In questi giorni sento che molti parlano di sionismo, sui social, nelle manifestazioni a sostegno della martoriata popolazione palestinese della striscia di Gaza lsraele viene definito “stato sionista” e l’aggettivo è inequivocabilmente connotato in maniera negativa, sionista sta per colonialista o, peggio, fascista. Chi pronuncia questa parola pensa che sia unicamente legata alla persecuzione dei palestinesi, non è del tutto così.
Il sionismo è un movimento nazionalista nato alla fine del 1800, nel periodo in cui si formano le identità nazionali che danno vita agli stati moderni su base etnica e culturale: una nazione, un popolo e la sua autodeterminazione. Gli ebrei, con Theodor Herzl, cominciarono a ragionare anche loro su una patria per gli ebrei. Solo che la situazione degli ebrei era assai più complicata di quella degli altri popoli europei che bene o male erano erano già in maggioranza residente nella loro terra, Gli ebrei erano da secoli sparsi per il mondo , non avevano una terra in cui essere presenti in maggioranza, esisteva il sogno del ritorno, della ‘risalita’ (alyiah) nella Palestina, la terra dell’antico regno d’Israele da cui il popolo ebraico fu disperso a partire dall’epoca romana.
Gli ebrei della diaspora, i ‘deicidi’, i paria dell’Europa, erno divenuti il capro espiatorio di tutti i mali che colpivano le società occidentali, per lunghi secoli furono oppressi e periodicamente massacrati (i pogrom), finalmente il movimento sionista diede loro una prospettiva eminentemente politica (non religiosa, alcuni ebrei ortodossi erano contrari) alla loro speranza di vivere in un luogo dove non dovere avere costantemente paura per la propria sopravvivenza. Il movimento sionista era un movimento molto articolato, correnti importanti erano quella socialista e quella liberale ed esisteva anche una corrente minoritaria estremista che noaln disdegnava i metodi terroristici.

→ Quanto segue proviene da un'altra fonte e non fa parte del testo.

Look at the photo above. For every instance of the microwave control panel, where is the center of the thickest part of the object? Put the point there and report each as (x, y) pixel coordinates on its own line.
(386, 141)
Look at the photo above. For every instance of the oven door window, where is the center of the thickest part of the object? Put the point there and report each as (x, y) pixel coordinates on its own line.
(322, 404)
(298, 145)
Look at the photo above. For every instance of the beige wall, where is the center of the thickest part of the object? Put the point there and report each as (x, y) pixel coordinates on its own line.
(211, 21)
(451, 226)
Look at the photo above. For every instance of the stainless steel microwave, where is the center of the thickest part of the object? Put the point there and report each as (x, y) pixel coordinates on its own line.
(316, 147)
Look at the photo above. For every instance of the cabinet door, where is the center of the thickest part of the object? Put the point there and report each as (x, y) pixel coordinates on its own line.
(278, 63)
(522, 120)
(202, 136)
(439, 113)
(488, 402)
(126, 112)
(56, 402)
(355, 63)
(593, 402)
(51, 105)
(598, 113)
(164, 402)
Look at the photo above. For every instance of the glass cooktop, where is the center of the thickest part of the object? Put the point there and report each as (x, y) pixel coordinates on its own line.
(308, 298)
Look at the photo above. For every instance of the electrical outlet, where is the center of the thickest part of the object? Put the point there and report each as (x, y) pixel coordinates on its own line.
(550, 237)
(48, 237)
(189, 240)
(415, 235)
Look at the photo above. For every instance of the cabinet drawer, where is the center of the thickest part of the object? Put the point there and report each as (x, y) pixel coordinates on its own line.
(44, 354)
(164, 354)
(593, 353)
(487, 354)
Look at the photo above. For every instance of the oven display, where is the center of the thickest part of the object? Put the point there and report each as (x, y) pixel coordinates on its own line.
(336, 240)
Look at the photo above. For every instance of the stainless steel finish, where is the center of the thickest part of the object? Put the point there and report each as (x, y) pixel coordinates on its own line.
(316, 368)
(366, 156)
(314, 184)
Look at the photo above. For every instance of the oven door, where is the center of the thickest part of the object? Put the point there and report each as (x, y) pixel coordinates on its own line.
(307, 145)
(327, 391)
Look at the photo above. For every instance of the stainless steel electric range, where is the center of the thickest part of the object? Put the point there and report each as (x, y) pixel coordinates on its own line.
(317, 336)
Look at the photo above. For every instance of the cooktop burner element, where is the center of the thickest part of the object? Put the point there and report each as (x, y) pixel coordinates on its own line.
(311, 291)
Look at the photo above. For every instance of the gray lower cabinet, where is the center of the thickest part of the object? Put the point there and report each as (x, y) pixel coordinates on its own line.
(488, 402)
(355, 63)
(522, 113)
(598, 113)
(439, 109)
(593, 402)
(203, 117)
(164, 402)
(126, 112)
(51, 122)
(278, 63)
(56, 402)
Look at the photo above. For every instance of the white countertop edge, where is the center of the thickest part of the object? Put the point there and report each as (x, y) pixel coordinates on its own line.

I movimenti sionisti socialisti sono quelli che nel secolo scorso diedero vita alle prime comunità israeliane in Palestina, comunità equalitarie e solidali di carattere fondamentalmente agricolo, i kibbutz, che fecero letteralmente fiorire il deserto.
Tuttavia, probabilmente, Israele non sarebbe stata rifondata negli antichi luoghi se non ci fose stato l’Olocausto. Il mondo fu posto dinnanzi all’orrore assoluto, al più grande, sistematico, annichilamento di massa mai esistito.
Di fronte ala Shoah sembrò naturale cercare di favorire la nascita di uno stato Israeliano nei luoghi che erano sotto il protettorato inglese della Palestina.Il 29 novembre 1947 l’Assemblea generale delle Nazioni Unite votò (33 sì, 10 no, 13 astenuti) la risoluzione 181, contenente la divisione della Palestina in due stati uno a larga maggioranza araba e l’altro a maggioranza ebrea ma con una importante minoranza araba.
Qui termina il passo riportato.